Fritz B. Schweinburg

Host Resistance in Hemorrhagic Shock. IX. Demonstration of Circulating Lethal Toxin in Hemorrhagic Shock.

Summary and Conclusions I. Normal dogs tolerate an infusion of blood from dogs dying of advanced hemorrhagic shock without noticeable harm. Dogs in hemorrhagic shock recover rapidly and without signs of illness if transfused after 2 hours with normal donor blood, or with their own shed blood. But about 70% of such dogs die if the transfused blood is from dogs dying of prolonged hemorrhagic shock. Most of the recipients that survive, as well as all those that die, are prostrated, unable to stand, drink or take fluid after the transfusion, and display a bloody diarrhea until recovery or death. Only 37% of the 2 hour shock recipients of blood from dogs in prolonged shock die if the latter have been vigorously pretreated with non-absorbable antibiotics given orally and by rectum.
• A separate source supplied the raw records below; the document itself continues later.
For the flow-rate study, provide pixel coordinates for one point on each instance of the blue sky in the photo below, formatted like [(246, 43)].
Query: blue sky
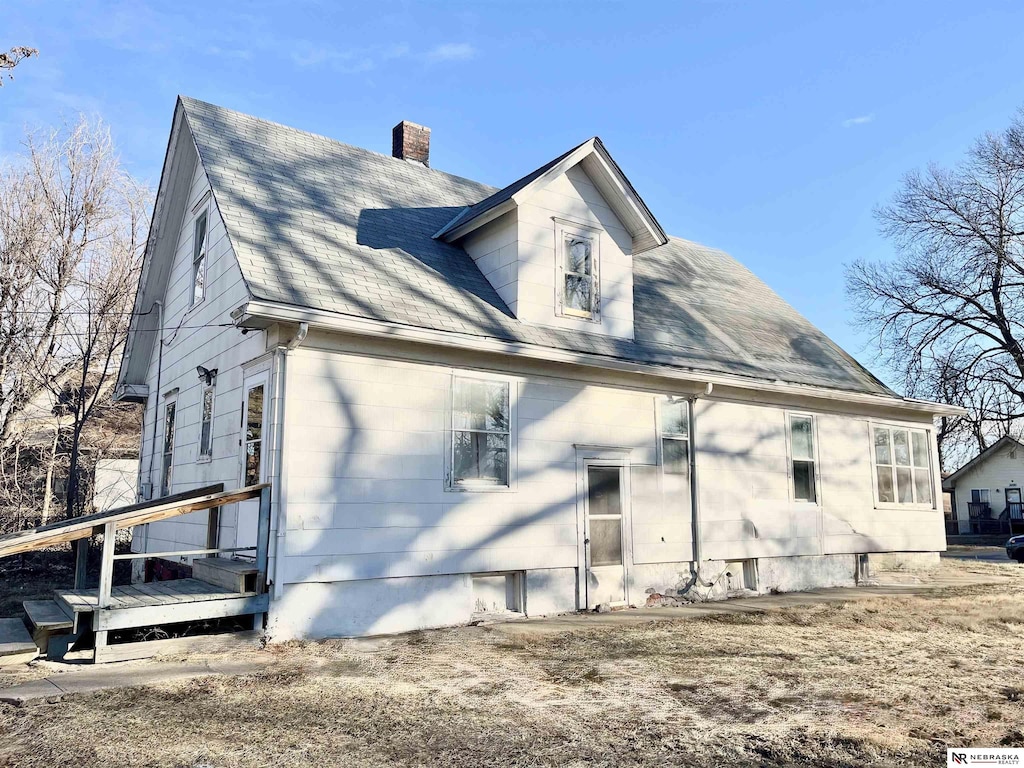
[(770, 130)]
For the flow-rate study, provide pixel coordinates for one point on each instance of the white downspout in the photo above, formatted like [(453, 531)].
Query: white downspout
[(159, 306), (694, 495), (279, 495)]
The survivors, moreover, recover rapidly and disclose no signs of illness. Hence the blood of dogs in prolonged hemorrhagic shock contains a lethal toxin, which, for the reasons given, is considered to be an exogenous toxin derived from the intestinal flora. By the same token endogenous toxins, whether present or not, are not responsible for irreversibility to transfusion or death. II. The same findings are also true for the rabbit: The mortality rate of recipients of blood from untreated donors was 91%, while the mortality rate of recipients of blood from pretreated donors was only 7%. The greater tolerance to prolonged shock of animals pretreated with non-absorbable antibiotics appears to be due to the elimination of bacterial endotoxins by the antibiotics. III. The hemorrhagic lesion in the gut of shocked animals is produced by the toxin and not by the shock itself.

Transmural Migration of Intestinal Bacteria During Peritoneal Irrigation in Uremic Dogs.

Summary and Conclusions Repeated intraperitoneal infusion of the fluid used for peritoneal irrigation in uremic patients, administered aseptically to healthy rabbits and dogs for 11-16 days, produced a moderate leukocytic response, but the peritoneum remained free of bacteria or visible inflammatory reaction. In uremic dogs, however, bacterial contamination of the peritoneal fluid developed after the 4th day of irrigation. The micro-organisms found were E. coli alone or with A. aerogenes. Occasionally, several other species, normally found in the intestine, appeared; but Clostridia were never found. Preliminary oral administration of streptomycin and sulfathalidine prevented contamination of the peritoneal fluid. Blood cultures were uniformly sterile throughout the period of observation, It is concluded that irrigation of the peritoneal cavity of uremic dogs causes transmural migration of intestinal bacteria and that oral chemotherapy can prevent such contamination.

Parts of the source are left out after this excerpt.